At the start of the novel A Man Called Ove, I didn’t think I was going to like it. The beginning scene of Ove yelling at someone in the service industry probably wasn’t the move to get me immediately hooked. I didn’t feel like reading about a grumpy, mean old man, and the writing didn’t seem like anything special. But then I suddenly found myself laughing out loud. So it was deceptively charming, and I did enjoy reading the novel, but it didn’t make a profound impact on me.
Ove’s downright meanness wasn’t always funny. I know some people similar to Ove, and being around them isn’t fun. I did sometimes feel like his negativity was played to the extremes for comedy’s sake, which didn’t always work for me. I preferred his subtle eccentricities rather than the outrageous acts like hitting a clown, yelling at people trying to do their job because of his own ignorance, refusing to help a dying cat that was within help, or locking a journalist in a garage (though the latter was kinda funny). But I think leaving out these outrageously contrived bits would have made Ove more endearing, and it would’ve made more sense to me why Parvaneh, the new nextdoor neighbor, got so attached to him.
Some things that didn’t make sense to me:
- Ove’s mailbox got crushed close to the beginning of the novel, and over halfway through the book, he still hadn’t fixed it. With Ove’s fix-it-yourself-or-you’re-a-dud attitude and his pathological need for order and efficiency, it didn’t make sense to me why he didn’t fix his mailbox immediately. The plot point was used to introduce the mailboy, but it didn’t fit with Ove’s character.
- The book made him seem at least a decade older than 59. Revealing his age was definitely jarring for me. I understand everyone ages differently, but the age just didn’t fit.

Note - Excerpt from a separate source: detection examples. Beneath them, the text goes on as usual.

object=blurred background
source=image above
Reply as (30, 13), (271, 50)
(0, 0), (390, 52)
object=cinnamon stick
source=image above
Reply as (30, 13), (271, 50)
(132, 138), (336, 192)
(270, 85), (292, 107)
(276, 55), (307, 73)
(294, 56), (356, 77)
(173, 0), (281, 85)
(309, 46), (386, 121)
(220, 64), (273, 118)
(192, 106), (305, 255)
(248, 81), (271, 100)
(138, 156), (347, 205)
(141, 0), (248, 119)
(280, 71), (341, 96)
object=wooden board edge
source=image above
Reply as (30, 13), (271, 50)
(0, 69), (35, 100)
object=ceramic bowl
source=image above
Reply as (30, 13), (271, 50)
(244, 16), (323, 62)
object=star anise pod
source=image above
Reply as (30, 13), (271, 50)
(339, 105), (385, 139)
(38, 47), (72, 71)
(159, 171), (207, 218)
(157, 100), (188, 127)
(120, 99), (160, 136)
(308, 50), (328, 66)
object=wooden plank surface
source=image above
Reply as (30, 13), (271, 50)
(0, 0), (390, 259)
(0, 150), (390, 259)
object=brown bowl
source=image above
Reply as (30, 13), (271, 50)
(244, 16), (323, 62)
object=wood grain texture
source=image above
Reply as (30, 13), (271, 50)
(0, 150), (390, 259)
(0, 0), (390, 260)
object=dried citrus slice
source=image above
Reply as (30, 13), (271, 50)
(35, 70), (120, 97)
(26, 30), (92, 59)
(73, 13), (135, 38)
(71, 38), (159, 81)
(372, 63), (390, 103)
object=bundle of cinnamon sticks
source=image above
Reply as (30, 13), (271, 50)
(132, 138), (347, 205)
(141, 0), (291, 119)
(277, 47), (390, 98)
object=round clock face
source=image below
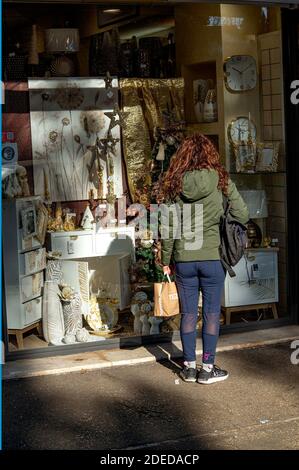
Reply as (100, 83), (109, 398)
(227, 116), (256, 144)
(224, 55), (257, 93)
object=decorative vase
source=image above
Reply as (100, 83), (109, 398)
(62, 293), (83, 344)
(131, 304), (142, 335)
(42, 281), (64, 344)
(193, 79), (209, 122)
(203, 88), (218, 122)
(140, 314), (151, 336)
(81, 205), (94, 230)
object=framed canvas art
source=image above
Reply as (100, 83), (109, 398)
(29, 78), (123, 201)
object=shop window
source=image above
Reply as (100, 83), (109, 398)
(2, 2), (288, 352)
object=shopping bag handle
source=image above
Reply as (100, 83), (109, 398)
(164, 273), (171, 282)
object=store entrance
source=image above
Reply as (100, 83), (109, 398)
(2, 2), (299, 357)
(282, 9), (299, 323)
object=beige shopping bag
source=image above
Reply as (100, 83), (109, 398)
(154, 276), (180, 317)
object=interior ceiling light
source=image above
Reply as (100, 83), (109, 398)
(103, 8), (121, 14)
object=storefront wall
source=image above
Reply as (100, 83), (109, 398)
(3, 2), (299, 357)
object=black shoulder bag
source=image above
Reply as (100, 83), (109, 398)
(219, 196), (248, 277)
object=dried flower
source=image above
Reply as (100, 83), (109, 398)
(80, 110), (105, 134)
(54, 85), (84, 109)
(49, 131), (58, 142)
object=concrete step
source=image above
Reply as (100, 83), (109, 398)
(2, 325), (299, 380)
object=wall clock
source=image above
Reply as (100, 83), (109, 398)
(227, 116), (257, 146)
(223, 55), (257, 93)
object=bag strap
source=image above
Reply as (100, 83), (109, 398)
(222, 193), (230, 216)
(164, 274), (171, 282)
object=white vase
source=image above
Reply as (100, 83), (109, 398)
(203, 89), (218, 122)
(81, 206), (94, 230)
(193, 79), (209, 122)
(131, 304), (142, 335)
(42, 281), (64, 344)
(140, 314), (151, 336)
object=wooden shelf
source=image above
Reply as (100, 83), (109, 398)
(186, 121), (220, 135)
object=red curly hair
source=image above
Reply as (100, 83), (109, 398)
(157, 134), (229, 201)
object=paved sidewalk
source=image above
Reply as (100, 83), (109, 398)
(3, 342), (299, 455)
(3, 325), (299, 380)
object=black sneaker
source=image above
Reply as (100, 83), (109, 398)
(180, 366), (197, 382)
(197, 366), (229, 385)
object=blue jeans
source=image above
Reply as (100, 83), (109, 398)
(175, 260), (225, 364)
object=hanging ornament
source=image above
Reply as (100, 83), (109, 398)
(156, 142), (165, 161)
(81, 205), (94, 230)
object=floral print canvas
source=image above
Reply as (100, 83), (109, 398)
(29, 78), (123, 201)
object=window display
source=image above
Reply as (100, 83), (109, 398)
(2, 2), (288, 352)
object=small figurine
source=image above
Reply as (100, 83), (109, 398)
(81, 205), (94, 230)
(53, 203), (63, 232)
(16, 165), (30, 197)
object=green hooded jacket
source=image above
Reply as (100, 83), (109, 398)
(160, 169), (249, 266)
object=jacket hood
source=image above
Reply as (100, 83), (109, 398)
(181, 168), (219, 202)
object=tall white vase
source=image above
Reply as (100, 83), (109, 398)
(42, 281), (64, 344)
(131, 304), (142, 335)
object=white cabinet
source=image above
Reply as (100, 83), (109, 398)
(2, 196), (46, 330)
(47, 226), (135, 310)
(48, 230), (94, 259)
(222, 248), (278, 307)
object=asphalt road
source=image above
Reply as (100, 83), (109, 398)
(3, 344), (299, 450)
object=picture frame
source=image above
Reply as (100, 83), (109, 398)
(1, 142), (18, 165)
(21, 205), (36, 240)
(256, 142), (280, 172)
(65, 212), (77, 223)
(234, 143), (257, 173)
(35, 203), (49, 245)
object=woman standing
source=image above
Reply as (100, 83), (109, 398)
(158, 134), (249, 384)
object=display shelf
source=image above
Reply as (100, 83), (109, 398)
(229, 171), (286, 176)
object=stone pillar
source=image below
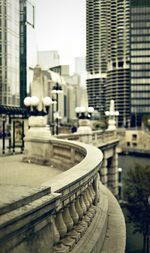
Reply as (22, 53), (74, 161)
(100, 151), (108, 186)
(23, 116), (51, 164)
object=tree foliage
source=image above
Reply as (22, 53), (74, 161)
(124, 165), (150, 236)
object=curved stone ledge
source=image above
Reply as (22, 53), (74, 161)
(0, 139), (125, 253)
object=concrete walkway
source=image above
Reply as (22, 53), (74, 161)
(0, 154), (62, 215)
(0, 154), (62, 187)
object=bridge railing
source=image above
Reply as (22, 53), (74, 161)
(41, 140), (102, 252)
(0, 139), (125, 253)
(57, 130), (117, 146)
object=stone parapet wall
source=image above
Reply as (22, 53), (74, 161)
(0, 139), (125, 253)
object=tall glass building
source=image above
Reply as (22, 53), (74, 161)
(130, 0), (150, 126)
(86, 0), (150, 126)
(0, 0), (37, 106)
(19, 0), (37, 106)
(0, 0), (19, 105)
(86, 0), (107, 114)
(86, 0), (130, 125)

- The novel was structured with flashbacks, and I often found it difficult to reconcile the younger Ove with the older Ove, since they sometimes seemed like two different people. Although the author explained why and how Ove became the way he is as the flashbacks progressed and it increasingly made more sense to me, it was still enough of an obstruction that took me out of the flow of the story. I think this is a fault of mine rather than a fault of the story or character development.
Again I feel as though my review is more negative than my general feeling toward the novel. I really did appreciate the story, enjoyed all the characters (most of the time), and thought the majority was charming, heartwarming fun. I don’t think the story will stick with me, though.